What you can do yourself

Parents who notice signs of testicular dystopia in their child should immediately involve the pediatrician. In some cases, the testicle will move back into position on its own and no further treatment is needed. If medical or surgical treatment is necessary, care must be taken to avoid exposing the child to additional stress and to rest as much as possible.

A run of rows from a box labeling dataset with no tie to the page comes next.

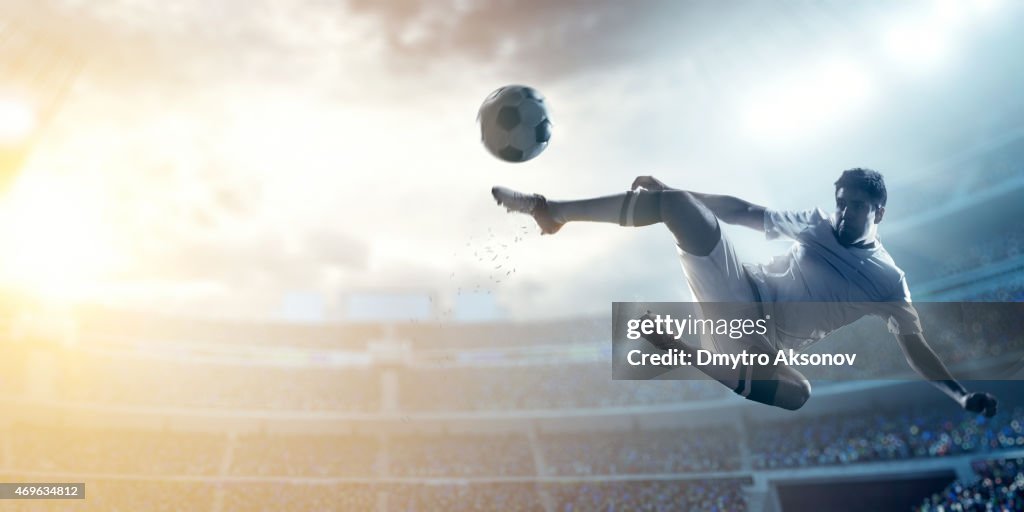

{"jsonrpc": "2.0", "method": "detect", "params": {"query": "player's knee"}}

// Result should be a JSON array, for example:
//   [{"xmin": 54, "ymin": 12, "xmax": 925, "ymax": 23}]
[
  {"xmin": 773, "ymin": 379, "xmax": 811, "ymax": 411},
  {"xmin": 660, "ymin": 190, "xmax": 722, "ymax": 256},
  {"xmin": 618, "ymin": 190, "xmax": 665, "ymax": 226}
]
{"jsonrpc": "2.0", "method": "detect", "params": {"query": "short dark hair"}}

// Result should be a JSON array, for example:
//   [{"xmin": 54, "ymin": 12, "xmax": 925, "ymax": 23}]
[{"xmin": 836, "ymin": 167, "xmax": 889, "ymax": 206}]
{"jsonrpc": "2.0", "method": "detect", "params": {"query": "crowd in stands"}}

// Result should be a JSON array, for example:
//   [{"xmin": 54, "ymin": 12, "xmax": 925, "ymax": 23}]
[
  {"xmin": 542, "ymin": 425, "xmax": 739, "ymax": 475},
  {"xmin": 387, "ymin": 483, "xmax": 544, "ymax": 512},
  {"xmin": 388, "ymin": 433, "xmax": 537, "ymax": 477},
  {"xmin": 546, "ymin": 479, "xmax": 746, "ymax": 512},
  {"xmin": 750, "ymin": 407, "xmax": 1024, "ymax": 469},
  {"xmin": 914, "ymin": 459, "xmax": 1024, "ymax": 512},
  {"xmin": 223, "ymin": 482, "xmax": 382, "ymax": 512},
  {"xmin": 9, "ymin": 426, "xmax": 226, "ymax": 475},
  {"xmin": 0, "ymin": 474, "xmax": 214, "ymax": 512},
  {"xmin": 399, "ymin": 364, "xmax": 726, "ymax": 411},
  {"xmin": 230, "ymin": 434, "xmax": 381, "ymax": 477},
  {"xmin": 55, "ymin": 354, "xmax": 380, "ymax": 412},
  {"xmin": 935, "ymin": 230, "xmax": 1024, "ymax": 276}
]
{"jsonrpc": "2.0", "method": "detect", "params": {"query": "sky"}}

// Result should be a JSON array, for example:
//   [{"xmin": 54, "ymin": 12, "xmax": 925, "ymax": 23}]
[{"xmin": 0, "ymin": 0, "xmax": 1024, "ymax": 321}]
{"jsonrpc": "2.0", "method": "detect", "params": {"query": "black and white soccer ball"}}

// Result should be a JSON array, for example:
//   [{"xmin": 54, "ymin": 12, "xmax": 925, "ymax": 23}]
[{"xmin": 476, "ymin": 85, "xmax": 551, "ymax": 162}]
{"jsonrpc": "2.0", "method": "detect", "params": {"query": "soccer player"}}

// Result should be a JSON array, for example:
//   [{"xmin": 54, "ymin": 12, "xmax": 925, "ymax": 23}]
[{"xmin": 490, "ymin": 168, "xmax": 996, "ymax": 417}]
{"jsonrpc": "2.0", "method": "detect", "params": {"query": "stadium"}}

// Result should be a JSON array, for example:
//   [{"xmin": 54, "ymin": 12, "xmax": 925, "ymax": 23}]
[
  {"xmin": 0, "ymin": 0, "xmax": 1024, "ymax": 512},
  {"xmin": 0, "ymin": 137, "xmax": 1024, "ymax": 511}
]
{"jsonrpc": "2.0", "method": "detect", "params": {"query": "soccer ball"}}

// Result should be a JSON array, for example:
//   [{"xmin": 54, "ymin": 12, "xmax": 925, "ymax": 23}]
[{"xmin": 476, "ymin": 85, "xmax": 551, "ymax": 162}]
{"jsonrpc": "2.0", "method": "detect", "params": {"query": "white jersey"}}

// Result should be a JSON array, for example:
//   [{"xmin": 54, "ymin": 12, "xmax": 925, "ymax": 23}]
[{"xmin": 744, "ymin": 209, "xmax": 922, "ymax": 350}]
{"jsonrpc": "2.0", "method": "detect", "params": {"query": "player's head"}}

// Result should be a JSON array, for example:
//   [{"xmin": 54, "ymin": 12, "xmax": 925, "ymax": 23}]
[{"xmin": 836, "ymin": 167, "xmax": 886, "ymax": 246}]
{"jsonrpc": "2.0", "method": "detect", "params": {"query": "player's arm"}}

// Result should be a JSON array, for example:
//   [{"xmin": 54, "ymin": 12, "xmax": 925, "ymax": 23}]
[
  {"xmin": 631, "ymin": 176, "xmax": 765, "ymax": 232},
  {"xmin": 896, "ymin": 333, "xmax": 997, "ymax": 418}
]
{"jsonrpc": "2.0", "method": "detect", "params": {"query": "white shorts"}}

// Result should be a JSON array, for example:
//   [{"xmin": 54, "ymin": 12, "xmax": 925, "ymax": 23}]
[{"xmin": 676, "ymin": 233, "xmax": 771, "ymax": 353}]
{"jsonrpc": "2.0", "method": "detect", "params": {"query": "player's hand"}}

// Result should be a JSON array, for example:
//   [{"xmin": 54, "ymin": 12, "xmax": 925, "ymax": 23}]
[
  {"xmin": 630, "ymin": 176, "xmax": 669, "ymax": 191},
  {"xmin": 638, "ymin": 311, "xmax": 679, "ymax": 350},
  {"xmin": 964, "ymin": 392, "xmax": 999, "ymax": 418}
]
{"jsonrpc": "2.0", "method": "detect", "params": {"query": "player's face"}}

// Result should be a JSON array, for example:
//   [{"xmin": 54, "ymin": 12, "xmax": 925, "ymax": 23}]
[{"xmin": 836, "ymin": 187, "xmax": 882, "ymax": 246}]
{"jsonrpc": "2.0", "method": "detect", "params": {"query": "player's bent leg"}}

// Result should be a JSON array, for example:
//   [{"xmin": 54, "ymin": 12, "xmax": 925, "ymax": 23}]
[
  {"xmin": 657, "ymin": 190, "xmax": 722, "ymax": 256},
  {"xmin": 641, "ymin": 313, "xmax": 811, "ymax": 411},
  {"xmin": 733, "ymin": 347, "xmax": 811, "ymax": 411},
  {"xmin": 490, "ymin": 186, "xmax": 721, "ymax": 249}
]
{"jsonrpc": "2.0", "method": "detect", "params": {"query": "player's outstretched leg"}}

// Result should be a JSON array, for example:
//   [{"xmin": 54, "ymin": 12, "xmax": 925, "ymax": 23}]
[
  {"xmin": 490, "ymin": 186, "xmax": 722, "ymax": 256},
  {"xmin": 641, "ymin": 313, "xmax": 811, "ymax": 411}
]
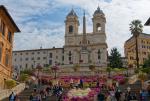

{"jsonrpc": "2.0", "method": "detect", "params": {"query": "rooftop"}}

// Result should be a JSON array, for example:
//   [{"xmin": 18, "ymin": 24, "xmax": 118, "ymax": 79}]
[{"xmin": 0, "ymin": 5, "xmax": 20, "ymax": 32}]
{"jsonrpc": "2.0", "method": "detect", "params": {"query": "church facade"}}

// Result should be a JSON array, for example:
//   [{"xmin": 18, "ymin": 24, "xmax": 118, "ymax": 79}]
[{"xmin": 13, "ymin": 7, "xmax": 107, "ymax": 72}]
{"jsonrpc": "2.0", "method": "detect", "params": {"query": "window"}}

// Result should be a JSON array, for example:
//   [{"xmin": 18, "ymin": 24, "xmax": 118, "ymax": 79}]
[
  {"xmin": 49, "ymin": 53, "xmax": 53, "ymax": 58},
  {"xmin": 49, "ymin": 60, "xmax": 52, "ymax": 65},
  {"xmin": 96, "ymin": 23, "xmax": 101, "ymax": 32},
  {"xmin": 69, "ymin": 25, "xmax": 73, "ymax": 33},
  {"xmin": 7, "ymin": 31, "xmax": 12, "ymax": 43}
]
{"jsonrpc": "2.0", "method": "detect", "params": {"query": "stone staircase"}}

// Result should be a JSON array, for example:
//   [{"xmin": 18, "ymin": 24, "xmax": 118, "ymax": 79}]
[{"xmin": 2, "ymin": 88, "xmax": 33, "ymax": 101}]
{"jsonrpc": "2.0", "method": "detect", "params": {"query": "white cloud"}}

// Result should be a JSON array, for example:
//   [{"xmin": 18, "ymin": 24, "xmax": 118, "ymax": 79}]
[
  {"xmin": 58, "ymin": 0, "xmax": 150, "ymax": 54},
  {"xmin": 0, "ymin": 0, "xmax": 150, "ymax": 54}
]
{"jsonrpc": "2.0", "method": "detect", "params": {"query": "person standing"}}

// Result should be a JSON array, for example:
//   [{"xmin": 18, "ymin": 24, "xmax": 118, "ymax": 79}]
[
  {"xmin": 29, "ymin": 93, "xmax": 33, "ymax": 101},
  {"xmin": 97, "ymin": 92, "xmax": 105, "ymax": 101},
  {"xmin": 9, "ymin": 92, "xmax": 15, "ymax": 101}
]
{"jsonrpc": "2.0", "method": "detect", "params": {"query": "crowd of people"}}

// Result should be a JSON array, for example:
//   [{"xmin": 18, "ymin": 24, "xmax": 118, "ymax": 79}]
[{"xmin": 9, "ymin": 76, "xmax": 150, "ymax": 101}]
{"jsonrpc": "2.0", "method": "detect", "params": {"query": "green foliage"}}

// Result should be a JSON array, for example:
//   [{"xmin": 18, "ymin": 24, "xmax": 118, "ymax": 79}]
[
  {"xmin": 109, "ymin": 48, "xmax": 123, "ymax": 68},
  {"xmin": 130, "ymin": 20, "xmax": 143, "ymax": 36},
  {"xmin": 134, "ymin": 69, "xmax": 140, "ymax": 74},
  {"xmin": 20, "ymin": 69, "xmax": 33, "ymax": 75},
  {"xmin": 5, "ymin": 79, "xmax": 16, "ymax": 89},
  {"xmin": 19, "ymin": 74, "xmax": 29, "ymax": 82},
  {"xmin": 89, "ymin": 65, "xmax": 95, "ymax": 71},
  {"xmin": 138, "ymin": 72, "xmax": 147, "ymax": 81},
  {"xmin": 143, "ymin": 55, "xmax": 150, "ymax": 68}
]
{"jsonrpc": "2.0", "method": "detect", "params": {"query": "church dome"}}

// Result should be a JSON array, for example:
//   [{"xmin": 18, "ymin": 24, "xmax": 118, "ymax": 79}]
[
  {"xmin": 94, "ymin": 6, "xmax": 104, "ymax": 15},
  {"xmin": 67, "ymin": 9, "xmax": 78, "ymax": 17}
]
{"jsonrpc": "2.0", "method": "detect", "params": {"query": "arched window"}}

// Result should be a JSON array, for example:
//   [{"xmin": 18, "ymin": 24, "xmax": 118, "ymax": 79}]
[
  {"xmin": 69, "ymin": 25, "xmax": 73, "ymax": 33},
  {"xmin": 96, "ymin": 23, "xmax": 102, "ymax": 32}
]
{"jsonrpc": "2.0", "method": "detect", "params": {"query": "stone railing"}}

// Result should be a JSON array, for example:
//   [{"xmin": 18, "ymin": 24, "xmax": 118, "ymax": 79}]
[{"xmin": 0, "ymin": 83, "xmax": 25, "ymax": 101}]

Physical activity should be limited during the first few days to allow the testicle to move back into position or remain in the scrotum after surgery. In case of pain, the doctor may prescribe a mild medicine. Under certain circumstances, remedies from natural medicine are also allowed, for example calendula ointment or preparations with arnica. After an operation, the scrotum should be cooled slightly so that the swelling goes down quickly. Strict hygiene measures can prevent complications such as wound healing disorders or infections. Accompanying medical monitoring of the testicles is necessary. Sometimes testicular dystopia occurs again, which must be recognized as quickly as possible and treated accordingly. It is believed that testicular dystopia can be avoided by avoiding analgesics during pregnancy.